Family and community moves

  • Use preventive visits you already pay for. Most US plans cover annual checkups and many vaccines without copays.
  • Advocate locally: safer crosswalks, school meals with higher protein and less added sugar, naloxone access, and clean syringe programs. These save lives fast.
  • For teens: mental health screening, sleep routines, and limits on late‑night driving reduce real risks.

Policy levers that actually move the needle

  • Primary care access: more clinicians, better pay for prevention, team‑based care.
  • Food policy: clear labels, limits on added sugar in school meals, incentives for healthier staples.
  • Injury prevention: proven road safety measures and sensible firearm risk reduction.
  • Addiction care: low‑barrier treatment (buprenorphine/methadone), fentanyl test strips, naloxone everywhere.

Mini‑FAQ

  • Is the US the unhealthiest country?
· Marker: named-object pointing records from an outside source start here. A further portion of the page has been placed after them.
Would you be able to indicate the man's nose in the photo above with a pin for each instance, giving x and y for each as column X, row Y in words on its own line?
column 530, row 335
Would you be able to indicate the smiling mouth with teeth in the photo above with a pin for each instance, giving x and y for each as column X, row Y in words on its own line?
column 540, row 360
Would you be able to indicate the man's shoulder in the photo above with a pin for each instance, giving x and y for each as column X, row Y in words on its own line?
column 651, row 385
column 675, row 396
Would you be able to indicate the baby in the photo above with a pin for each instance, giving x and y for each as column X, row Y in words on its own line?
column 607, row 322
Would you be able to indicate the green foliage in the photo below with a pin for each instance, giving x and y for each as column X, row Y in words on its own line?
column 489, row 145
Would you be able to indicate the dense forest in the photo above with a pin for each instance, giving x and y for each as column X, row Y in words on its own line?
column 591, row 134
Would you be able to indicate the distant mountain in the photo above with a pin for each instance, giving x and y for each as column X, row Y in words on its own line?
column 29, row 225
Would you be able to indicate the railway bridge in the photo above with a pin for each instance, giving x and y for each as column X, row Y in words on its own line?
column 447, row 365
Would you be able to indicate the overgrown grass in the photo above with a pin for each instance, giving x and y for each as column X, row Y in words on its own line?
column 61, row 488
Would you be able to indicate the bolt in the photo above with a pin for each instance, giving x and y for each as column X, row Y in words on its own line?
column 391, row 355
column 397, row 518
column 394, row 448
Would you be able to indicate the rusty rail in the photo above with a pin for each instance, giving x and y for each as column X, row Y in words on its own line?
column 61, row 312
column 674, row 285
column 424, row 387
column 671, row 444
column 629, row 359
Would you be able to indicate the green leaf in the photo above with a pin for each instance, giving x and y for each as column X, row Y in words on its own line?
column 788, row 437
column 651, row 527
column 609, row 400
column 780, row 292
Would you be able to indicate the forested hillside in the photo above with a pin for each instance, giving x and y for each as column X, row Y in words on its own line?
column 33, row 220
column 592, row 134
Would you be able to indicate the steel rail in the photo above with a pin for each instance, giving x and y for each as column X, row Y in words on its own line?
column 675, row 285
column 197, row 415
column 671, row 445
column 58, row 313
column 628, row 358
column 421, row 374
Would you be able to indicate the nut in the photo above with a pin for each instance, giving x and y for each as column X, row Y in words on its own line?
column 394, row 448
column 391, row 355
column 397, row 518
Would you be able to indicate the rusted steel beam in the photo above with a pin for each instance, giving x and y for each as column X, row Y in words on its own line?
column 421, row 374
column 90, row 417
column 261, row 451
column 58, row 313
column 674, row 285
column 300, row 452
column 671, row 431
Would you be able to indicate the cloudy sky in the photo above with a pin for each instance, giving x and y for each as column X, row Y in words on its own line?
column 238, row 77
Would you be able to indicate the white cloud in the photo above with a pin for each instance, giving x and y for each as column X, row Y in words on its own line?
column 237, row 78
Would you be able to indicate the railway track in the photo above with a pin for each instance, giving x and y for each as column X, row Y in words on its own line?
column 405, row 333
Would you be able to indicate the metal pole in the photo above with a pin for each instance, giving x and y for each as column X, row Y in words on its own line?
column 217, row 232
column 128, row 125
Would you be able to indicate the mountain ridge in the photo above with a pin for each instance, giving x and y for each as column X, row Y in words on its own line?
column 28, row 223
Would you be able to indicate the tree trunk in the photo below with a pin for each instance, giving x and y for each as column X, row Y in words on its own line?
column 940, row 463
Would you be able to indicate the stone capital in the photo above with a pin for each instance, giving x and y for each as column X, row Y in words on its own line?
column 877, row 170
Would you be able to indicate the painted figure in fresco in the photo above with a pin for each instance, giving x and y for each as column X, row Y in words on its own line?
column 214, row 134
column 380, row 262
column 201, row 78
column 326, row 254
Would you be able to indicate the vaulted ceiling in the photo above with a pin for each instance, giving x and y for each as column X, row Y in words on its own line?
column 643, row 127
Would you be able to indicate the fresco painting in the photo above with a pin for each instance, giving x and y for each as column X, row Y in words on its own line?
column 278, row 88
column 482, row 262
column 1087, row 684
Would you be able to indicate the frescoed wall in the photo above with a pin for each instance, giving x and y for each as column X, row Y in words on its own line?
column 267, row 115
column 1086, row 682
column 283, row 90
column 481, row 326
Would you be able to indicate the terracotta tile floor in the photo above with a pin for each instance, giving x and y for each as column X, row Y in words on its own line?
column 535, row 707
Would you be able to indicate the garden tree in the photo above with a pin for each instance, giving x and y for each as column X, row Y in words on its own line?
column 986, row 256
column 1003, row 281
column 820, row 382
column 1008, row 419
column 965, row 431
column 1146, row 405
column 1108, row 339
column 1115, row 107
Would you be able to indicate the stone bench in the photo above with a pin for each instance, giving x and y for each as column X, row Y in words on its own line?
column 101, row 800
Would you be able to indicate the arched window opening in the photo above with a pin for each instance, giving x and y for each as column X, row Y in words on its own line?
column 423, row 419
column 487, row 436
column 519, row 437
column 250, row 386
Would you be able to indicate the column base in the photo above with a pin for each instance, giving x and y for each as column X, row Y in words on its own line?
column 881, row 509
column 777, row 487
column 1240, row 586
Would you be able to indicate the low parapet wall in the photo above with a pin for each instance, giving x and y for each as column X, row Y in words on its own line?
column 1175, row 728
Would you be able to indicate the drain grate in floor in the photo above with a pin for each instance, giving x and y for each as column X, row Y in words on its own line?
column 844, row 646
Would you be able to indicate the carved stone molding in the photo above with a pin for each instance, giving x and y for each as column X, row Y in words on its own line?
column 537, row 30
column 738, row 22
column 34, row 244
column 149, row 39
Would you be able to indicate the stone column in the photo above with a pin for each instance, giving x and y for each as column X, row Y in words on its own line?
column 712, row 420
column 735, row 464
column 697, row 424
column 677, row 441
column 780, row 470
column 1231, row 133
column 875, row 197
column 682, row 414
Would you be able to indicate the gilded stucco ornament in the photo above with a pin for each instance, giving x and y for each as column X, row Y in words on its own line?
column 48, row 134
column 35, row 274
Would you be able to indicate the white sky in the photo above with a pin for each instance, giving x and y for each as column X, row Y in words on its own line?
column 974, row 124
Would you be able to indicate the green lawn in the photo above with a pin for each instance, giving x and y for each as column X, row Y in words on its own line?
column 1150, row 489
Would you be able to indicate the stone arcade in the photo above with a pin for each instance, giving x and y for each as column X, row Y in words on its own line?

Not globally. Among wealthy countries, it’s near the bottom on major outcomes.
  • Why does the US spend more and get less? High prices, administrative complexity, later care, and more chronic disease and injuries.
  • Is it diet or healthcare? Both, but diet and daily environment do more damage than people think. Prevention beats rescue care.
  • Are weight‑loss drugs the fix? They help some people a lot. They don’t fix food environments, and weight often rebounds if habits don’t change.
  • What about smoking? US smoking is relatively low now. That’s a bright spot-proof policy + culture change can work.
  • Will life expectancy fully recover? It’s climbing from the pandemic dip, but the pre‑existing gap vs. peers won’t close without deeper changes.

Next steps and troubleshooting by persona

  • Busy parent: Buy two high‑protein, high‑fiber staples you’ll actually eat (Greek yogurt, canned beans). Schedule your annual checkup during your kid’s sports practice window.
  • Desk‑bound professional: Two 20‑minute strength sessions weekly. Walk calls outside. Automate grocery delivery with a simple list so impulse buys don’t steer.
  • Policy advocate: Push your city for protected bike lanes and traffic‑calming on school routes; support budgeting for community health workers in clinics.
  • Employer/HR: Cover primary care without deductibles; include GLP‑1 coverage with step therapy and nutrition support; add EAP sessions that actually include adolescent mental health.
  • Clinician: Screen for food insecurity and sleep apnea; default to team care (nurse + pharmacist + social worker) for diabetes and hypertension.

Credibility check: The rankings and patterns above line up with OECD Health at a Glance 2024, the Commonwealth Fund’s 2023 comparison of 11 high‑income countries, CDC/NCHS mortality and maternal/infant reports through 2023, and IHME’s Global Burden of Disease updates. If you see a claim that clashes with these sources, it’s worth a second look.